If your home health agency believes Medicare will not pay for your care before it starts, your rights will depend upon whether the home health agency is willing to treat you anyway and whether you have a Medicare Advantage plan (Medicare private health plan) or Original Medicare.
Original Medicare
If your home health agency will not agree to treat you and will not charge you for its initial assessment, you will need to find another home health agency.
If your home health agency will agree to treat you even though it believes Medicare will not cover your care, it must typically provide you with a Home Health Advance Beneficiary Notice (HH ABN). The HH ABN will give you three options:
- You can turn down care. In this case, you can look for another Medicare-certified home health agency (HHA).
- You can ask for care and agree to pay for care yourself without billing Medicare.
- You can ask for care and ask the HHA to try to bill Medicare and/or other insurance. This is called demand billing.

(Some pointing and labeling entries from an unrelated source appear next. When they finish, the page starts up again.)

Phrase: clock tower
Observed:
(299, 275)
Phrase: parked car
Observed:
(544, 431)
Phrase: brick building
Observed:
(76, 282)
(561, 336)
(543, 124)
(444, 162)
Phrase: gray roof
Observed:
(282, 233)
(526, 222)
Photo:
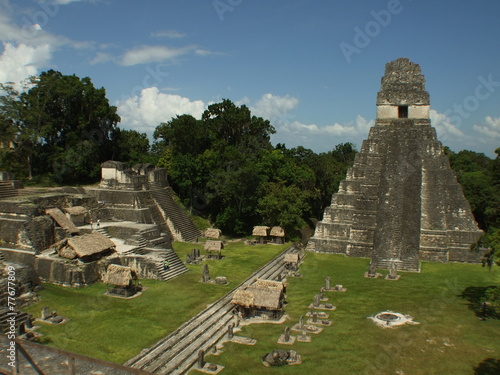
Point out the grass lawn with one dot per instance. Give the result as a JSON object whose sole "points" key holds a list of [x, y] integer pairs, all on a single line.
{"points": [[116, 330], [450, 338]]}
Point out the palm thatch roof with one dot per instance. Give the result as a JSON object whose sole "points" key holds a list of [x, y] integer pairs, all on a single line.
{"points": [[119, 275], [67, 252], [213, 245], [260, 231], [76, 210], [292, 258], [277, 232], [269, 284], [243, 298], [61, 219], [89, 244], [213, 233]]}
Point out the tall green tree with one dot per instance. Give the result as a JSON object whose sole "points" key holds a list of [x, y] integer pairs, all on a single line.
{"points": [[131, 147]]}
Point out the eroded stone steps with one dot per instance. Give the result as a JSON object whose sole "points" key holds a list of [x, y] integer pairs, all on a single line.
{"points": [[180, 220], [176, 268]]}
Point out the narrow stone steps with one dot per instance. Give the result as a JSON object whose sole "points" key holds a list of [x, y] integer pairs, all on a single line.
{"points": [[103, 231], [7, 190], [177, 352]]}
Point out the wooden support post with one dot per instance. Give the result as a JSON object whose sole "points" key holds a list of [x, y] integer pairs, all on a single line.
{"points": [[29, 359], [72, 365]]}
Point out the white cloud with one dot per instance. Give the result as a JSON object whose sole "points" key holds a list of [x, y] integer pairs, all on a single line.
{"points": [[149, 54], [152, 107], [66, 2], [171, 34], [18, 63], [491, 129], [101, 57], [276, 109], [354, 128]]}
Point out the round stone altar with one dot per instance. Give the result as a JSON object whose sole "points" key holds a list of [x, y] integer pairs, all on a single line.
{"points": [[388, 319]]}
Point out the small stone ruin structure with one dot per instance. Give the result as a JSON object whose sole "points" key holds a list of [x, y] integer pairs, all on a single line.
{"points": [[262, 233], [400, 201], [281, 357], [292, 262], [277, 235], [142, 194], [264, 299], [214, 249], [213, 233], [79, 215], [47, 229], [122, 278]]}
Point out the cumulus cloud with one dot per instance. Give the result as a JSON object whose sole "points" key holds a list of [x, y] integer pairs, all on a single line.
{"points": [[149, 54], [277, 109], [491, 128], [445, 129], [171, 34], [22, 61], [354, 128], [152, 107], [101, 57]]}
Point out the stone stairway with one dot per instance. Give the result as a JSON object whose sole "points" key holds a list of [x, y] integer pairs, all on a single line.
{"points": [[409, 264], [183, 226], [20, 318], [103, 231], [7, 190], [176, 268], [176, 353]]}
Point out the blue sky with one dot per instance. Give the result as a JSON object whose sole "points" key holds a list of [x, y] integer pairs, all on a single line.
{"points": [[313, 68]]}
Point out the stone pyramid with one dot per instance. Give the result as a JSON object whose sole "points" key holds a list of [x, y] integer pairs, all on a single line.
{"points": [[400, 201]]}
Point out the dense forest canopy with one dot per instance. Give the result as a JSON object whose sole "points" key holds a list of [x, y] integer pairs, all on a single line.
{"points": [[222, 166]]}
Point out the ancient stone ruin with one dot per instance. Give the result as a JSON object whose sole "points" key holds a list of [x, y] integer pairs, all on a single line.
{"points": [[400, 201], [69, 235]]}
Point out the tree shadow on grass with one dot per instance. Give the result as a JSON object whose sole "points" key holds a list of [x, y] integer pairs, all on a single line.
{"points": [[476, 296], [488, 366]]}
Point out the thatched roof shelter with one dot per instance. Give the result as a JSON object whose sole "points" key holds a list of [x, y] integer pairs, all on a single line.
{"points": [[119, 275], [76, 210], [258, 297], [61, 219], [292, 258], [213, 233], [260, 231], [213, 245], [261, 294], [277, 232], [90, 244], [268, 284]]}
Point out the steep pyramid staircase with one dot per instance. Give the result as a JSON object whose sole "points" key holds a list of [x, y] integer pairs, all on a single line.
{"points": [[183, 228], [7, 190], [176, 267], [408, 264]]}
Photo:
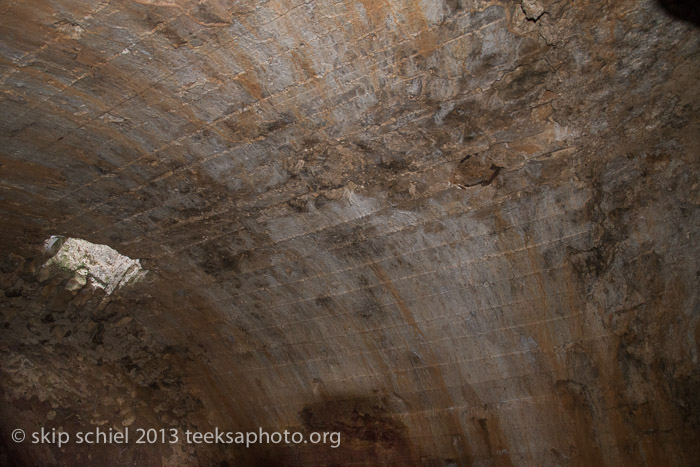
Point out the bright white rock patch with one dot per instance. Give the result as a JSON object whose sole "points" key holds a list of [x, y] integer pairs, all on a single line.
{"points": [[100, 265]]}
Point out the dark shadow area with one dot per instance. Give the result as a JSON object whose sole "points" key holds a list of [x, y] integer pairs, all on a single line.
{"points": [[685, 10]]}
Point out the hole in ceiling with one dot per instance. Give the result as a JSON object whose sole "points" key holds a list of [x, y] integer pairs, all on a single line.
{"points": [[99, 265]]}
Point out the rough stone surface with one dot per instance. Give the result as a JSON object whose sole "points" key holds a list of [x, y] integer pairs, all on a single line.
{"points": [[460, 232]]}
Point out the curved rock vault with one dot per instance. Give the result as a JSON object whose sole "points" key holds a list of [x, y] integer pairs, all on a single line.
{"points": [[457, 232]]}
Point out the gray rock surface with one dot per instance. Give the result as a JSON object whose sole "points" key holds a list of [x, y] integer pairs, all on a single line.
{"points": [[460, 232]]}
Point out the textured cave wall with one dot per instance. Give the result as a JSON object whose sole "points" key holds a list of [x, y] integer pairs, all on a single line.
{"points": [[460, 232]]}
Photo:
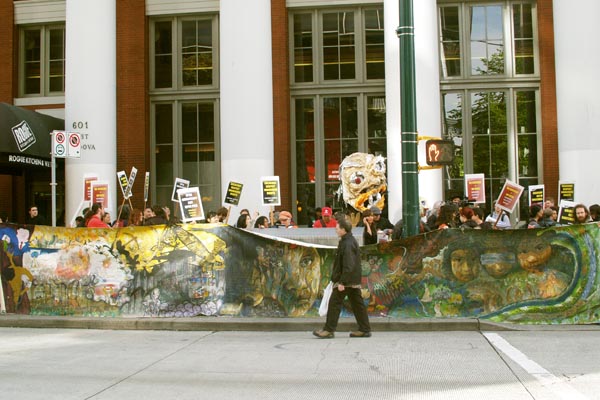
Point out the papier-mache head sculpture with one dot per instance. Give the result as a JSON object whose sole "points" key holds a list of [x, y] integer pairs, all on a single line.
{"points": [[363, 181]]}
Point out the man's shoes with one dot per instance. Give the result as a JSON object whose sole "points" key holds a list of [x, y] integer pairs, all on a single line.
{"points": [[360, 334], [323, 334]]}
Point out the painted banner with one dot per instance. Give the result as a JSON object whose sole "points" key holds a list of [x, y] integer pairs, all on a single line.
{"points": [[130, 182], [100, 193], [234, 192], [509, 196], [542, 276], [270, 191], [536, 195], [190, 203], [180, 183], [87, 186], [566, 212], [123, 182], [475, 188], [566, 191], [146, 186]]}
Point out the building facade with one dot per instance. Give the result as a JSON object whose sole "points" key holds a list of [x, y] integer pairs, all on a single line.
{"points": [[215, 92]]}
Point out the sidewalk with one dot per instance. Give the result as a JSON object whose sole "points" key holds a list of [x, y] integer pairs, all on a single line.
{"points": [[378, 324]]}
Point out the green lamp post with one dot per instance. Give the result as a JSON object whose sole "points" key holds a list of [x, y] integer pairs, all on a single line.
{"points": [[408, 116]]}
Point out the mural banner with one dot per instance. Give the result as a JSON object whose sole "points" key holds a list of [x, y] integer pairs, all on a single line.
{"points": [[543, 276]]}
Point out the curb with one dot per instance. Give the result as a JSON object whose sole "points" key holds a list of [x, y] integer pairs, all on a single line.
{"points": [[378, 324]]}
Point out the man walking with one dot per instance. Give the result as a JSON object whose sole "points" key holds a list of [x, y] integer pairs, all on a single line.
{"points": [[346, 277]]}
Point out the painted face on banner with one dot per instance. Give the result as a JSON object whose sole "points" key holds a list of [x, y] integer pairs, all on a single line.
{"points": [[363, 181]]}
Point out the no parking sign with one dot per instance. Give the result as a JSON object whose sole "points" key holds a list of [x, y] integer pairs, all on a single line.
{"points": [[74, 147], [59, 145], [66, 144]]}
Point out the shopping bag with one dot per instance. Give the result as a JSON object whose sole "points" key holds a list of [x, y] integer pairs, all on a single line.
{"points": [[325, 301]]}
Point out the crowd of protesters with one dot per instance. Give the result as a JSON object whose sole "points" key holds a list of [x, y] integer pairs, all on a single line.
{"points": [[455, 213]]}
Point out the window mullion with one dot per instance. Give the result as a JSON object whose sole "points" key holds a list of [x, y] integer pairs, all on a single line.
{"points": [[176, 75], [509, 38], [319, 151]]}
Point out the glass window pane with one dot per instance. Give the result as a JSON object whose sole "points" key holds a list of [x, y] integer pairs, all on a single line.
{"points": [[374, 44], [163, 57], [303, 48], [32, 58], [526, 112], [338, 46], [303, 65], [189, 123], [490, 134], [349, 147], [163, 123], [376, 127], [57, 76], [450, 36], [306, 203], [523, 39], [489, 113], [333, 158], [487, 40], [528, 156], [305, 145], [164, 164], [56, 63], [331, 112], [305, 161], [196, 52], [452, 129], [349, 117], [206, 130]]}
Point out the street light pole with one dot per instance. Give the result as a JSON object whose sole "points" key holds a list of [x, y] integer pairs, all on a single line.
{"points": [[408, 117]]}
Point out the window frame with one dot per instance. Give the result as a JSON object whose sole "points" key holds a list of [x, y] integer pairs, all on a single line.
{"points": [[176, 53], [45, 68], [176, 95], [464, 10]]}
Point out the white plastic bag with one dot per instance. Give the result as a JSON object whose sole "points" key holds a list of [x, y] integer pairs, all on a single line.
{"points": [[325, 301]]}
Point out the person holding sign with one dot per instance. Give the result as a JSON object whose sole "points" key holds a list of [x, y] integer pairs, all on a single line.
{"points": [[500, 216], [582, 215], [536, 214], [285, 220], [95, 217], [326, 220]]}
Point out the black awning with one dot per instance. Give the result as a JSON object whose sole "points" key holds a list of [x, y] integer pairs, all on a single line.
{"points": [[25, 138]]}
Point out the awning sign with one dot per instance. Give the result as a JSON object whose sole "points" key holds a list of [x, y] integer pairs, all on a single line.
{"points": [[23, 135]]}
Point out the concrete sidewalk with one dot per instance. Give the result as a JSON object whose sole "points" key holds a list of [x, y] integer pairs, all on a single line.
{"points": [[378, 324]]}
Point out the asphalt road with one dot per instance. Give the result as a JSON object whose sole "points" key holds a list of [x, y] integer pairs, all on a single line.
{"points": [[137, 364]]}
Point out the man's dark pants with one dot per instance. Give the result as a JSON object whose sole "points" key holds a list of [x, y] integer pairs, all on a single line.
{"points": [[358, 309]]}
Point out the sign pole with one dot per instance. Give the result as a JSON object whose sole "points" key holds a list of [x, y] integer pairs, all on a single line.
{"points": [[408, 112], [53, 180]]}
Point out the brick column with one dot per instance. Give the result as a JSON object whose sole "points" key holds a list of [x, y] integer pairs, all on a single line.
{"points": [[7, 52], [133, 141], [281, 99], [548, 98]]}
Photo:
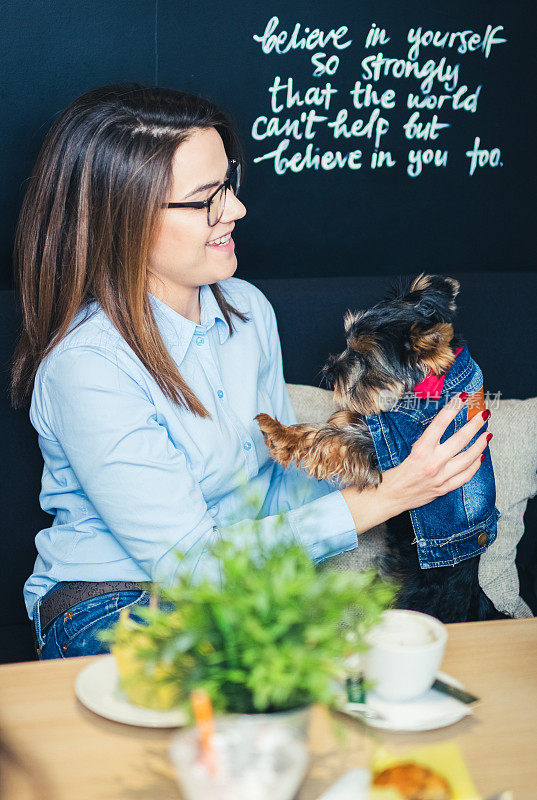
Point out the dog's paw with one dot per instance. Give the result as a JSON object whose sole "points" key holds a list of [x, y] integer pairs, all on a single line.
{"points": [[270, 428]]}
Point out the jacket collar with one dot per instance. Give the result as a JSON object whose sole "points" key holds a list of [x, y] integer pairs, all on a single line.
{"points": [[178, 331]]}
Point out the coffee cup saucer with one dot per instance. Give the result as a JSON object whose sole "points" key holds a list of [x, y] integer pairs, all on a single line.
{"points": [[430, 711]]}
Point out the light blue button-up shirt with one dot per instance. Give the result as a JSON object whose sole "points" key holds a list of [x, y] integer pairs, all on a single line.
{"points": [[130, 477]]}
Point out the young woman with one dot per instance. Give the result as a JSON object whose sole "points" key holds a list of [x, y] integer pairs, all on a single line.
{"points": [[146, 362]]}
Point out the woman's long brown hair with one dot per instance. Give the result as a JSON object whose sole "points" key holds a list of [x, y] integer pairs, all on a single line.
{"points": [[89, 217]]}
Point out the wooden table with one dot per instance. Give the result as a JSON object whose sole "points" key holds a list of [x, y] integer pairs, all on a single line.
{"points": [[85, 756]]}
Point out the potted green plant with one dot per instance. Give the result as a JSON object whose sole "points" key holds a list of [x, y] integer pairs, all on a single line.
{"points": [[270, 636]]}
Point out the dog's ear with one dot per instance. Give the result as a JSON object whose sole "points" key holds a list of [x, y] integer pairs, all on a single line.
{"points": [[432, 346], [433, 297], [350, 318]]}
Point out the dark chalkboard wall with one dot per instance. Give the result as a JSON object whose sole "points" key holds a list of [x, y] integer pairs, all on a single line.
{"points": [[339, 221]]}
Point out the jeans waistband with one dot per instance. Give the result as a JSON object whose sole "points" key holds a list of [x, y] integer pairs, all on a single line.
{"points": [[71, 593]]}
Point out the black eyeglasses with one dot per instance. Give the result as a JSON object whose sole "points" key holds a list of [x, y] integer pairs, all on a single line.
{"points": [[216, 203]]}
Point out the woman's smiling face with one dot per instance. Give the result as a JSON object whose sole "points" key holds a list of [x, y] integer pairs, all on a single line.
{"points": [[184, 256]]}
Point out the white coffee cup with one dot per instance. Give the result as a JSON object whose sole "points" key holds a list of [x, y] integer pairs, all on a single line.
{"points": [[406, 650]]}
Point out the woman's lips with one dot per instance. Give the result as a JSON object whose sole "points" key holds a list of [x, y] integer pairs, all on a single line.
{"points": [[225, 248]]}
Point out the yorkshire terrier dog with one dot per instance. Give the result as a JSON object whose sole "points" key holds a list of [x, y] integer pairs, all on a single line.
{"points": [[401, 362]]}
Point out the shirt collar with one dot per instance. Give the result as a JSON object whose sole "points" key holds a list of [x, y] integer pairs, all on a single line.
{"points": [[178, 330]]}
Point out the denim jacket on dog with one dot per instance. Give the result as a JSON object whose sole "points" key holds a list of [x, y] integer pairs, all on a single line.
{"points": [[458, 525]]}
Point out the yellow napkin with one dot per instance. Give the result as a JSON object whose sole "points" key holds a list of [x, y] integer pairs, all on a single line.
{"points": [[445, 759]]}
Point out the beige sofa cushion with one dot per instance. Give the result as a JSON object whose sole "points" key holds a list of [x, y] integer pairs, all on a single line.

If you choose the last option and ask the agency to demand bill Medicare, you will get a Medicare Summary Notice showing Medicare’s payment decision. You may need to pay for your home health care before you get the MSN. If Medicare approves coverage, the home health agency must pay you back. If Medicare denies the claim, you can appeal to Medicare for coverage by following the appeal instructions on your MSN.
Medicare Advantage plan
If you are in a Medicare private health plan, and your plan refuses to approve home health services that you need, you will generally have to ask for an “expedited reconsideration” of this decision.